The key metric: Can you evaluate an AI solution proposal and write a 1-page technical assessment covering: viability, cost structure, failure modes, alternative approaches, and team requirements? That's the goal.


Cost Summary

Resource Cost
All video courses (YouTube, fast.ai, Coursera auditing) Free
Documentation (Anthropic, OpenAI, Microsoft, etc.) Free
API experimentation (OpenAI, Anthropic playgrounds) ~$5-10 (optional)
Optional: Coursera verified certificates ~$49 each
Optional: Hands-on RAG implementation ~$20 (API credits)

Minimum cost: $0 (all core resources are free; API experimentation is optional)

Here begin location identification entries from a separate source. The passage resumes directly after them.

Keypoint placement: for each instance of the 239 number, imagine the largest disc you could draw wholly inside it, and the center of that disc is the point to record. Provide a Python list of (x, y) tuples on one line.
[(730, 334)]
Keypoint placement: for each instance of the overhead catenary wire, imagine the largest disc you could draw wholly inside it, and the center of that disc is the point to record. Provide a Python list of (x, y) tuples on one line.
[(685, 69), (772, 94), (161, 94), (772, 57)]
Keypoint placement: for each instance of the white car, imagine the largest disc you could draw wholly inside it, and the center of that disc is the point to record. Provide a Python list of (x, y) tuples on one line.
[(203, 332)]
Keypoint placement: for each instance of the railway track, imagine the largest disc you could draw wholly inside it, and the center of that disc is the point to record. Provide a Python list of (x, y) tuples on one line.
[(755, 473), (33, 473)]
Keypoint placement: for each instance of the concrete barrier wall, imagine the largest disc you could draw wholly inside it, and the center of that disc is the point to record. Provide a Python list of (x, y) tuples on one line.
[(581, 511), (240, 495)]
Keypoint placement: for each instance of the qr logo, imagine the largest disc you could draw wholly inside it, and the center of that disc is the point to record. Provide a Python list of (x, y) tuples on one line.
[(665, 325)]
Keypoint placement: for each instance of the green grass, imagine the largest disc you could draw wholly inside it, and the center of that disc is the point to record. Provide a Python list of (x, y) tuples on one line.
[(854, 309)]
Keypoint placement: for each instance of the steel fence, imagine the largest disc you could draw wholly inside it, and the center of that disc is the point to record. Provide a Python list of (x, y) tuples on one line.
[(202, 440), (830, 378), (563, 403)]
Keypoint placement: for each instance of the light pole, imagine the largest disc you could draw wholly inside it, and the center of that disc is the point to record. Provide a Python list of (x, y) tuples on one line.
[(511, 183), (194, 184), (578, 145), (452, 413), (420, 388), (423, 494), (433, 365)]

Success Indicators by Phase

After Phase 1 (Pre-meeting):

  • You can explain RAG to a non-technical executive and identify when it's appropriate
  • You can estimate token costs for a proposed AI solution and spot economic red flags
  • You can distinguish between genuine architectural complexity and unnecessary "agentic" framing
  • You have a checklist of questions to ask about any AI proposal

After Phase 2 (Foundations):

  • You understand why fine-tuning differs from RAG at a mechanical level
  • You can explain when more training data helps vs. when it doesn't
  • You understand model behavior (sampling, temperature) well enough to configure systems appropriately

After Phase 3 (MCP & Claude Tooling):

  • You can evaluate MCP server proposals and estimate implementation effort
  • You understand when to use system prompts/skills vs. RAG for knowledge injection
  • You know what's possible with computer use and what requires custom infrastructure

After Phase 4 (Production RAG):

  • You can design evaluation frameworks for RAG systems
  • You understand production considerations beyond MVP (monitoring, iteration, cost optimization)
  • You can recommend specific architectural patterns for RAG use cases

After Phase 5 (Decision Frameworks):

  • You have reusable frameworks for rapid evaluation of AI proposals
  • You can generate technical assessments of proposals in <30 minutes
  • You can confidently recommend offshore-suitable vs. senior-required work
  • You maintain technical credibility while translating between technical and business stakeholders

Meta Notes on Learning Approach

Why this structure:

  1. Front-loaded actionability: Phase 1 gets you to "credible evaluator" in 15 days, even though it's pedagogically backwards
  2. Foundations when they're most useful: After seeing practical applications, foundations make more sense
  3. Exercise-heavy: Each phase includes hands-on work because concepts without application don't stick
  4. Reference-optimized: Materials chosen for ongoing utility, not just one-time reading
  5. Economic focus: Unusual for learning plans, but critical for your role as solution architect

Learning philosophy: You're not trying to become an ML engineer—you're building "informed buyer" expertise. The goal is knowing enough to ask the right questions, spot impossible claims, and translate between technical possibilities and business requirements. This requires deeper understanding than typical "intro to AI" content, but different depth than an implementer needs.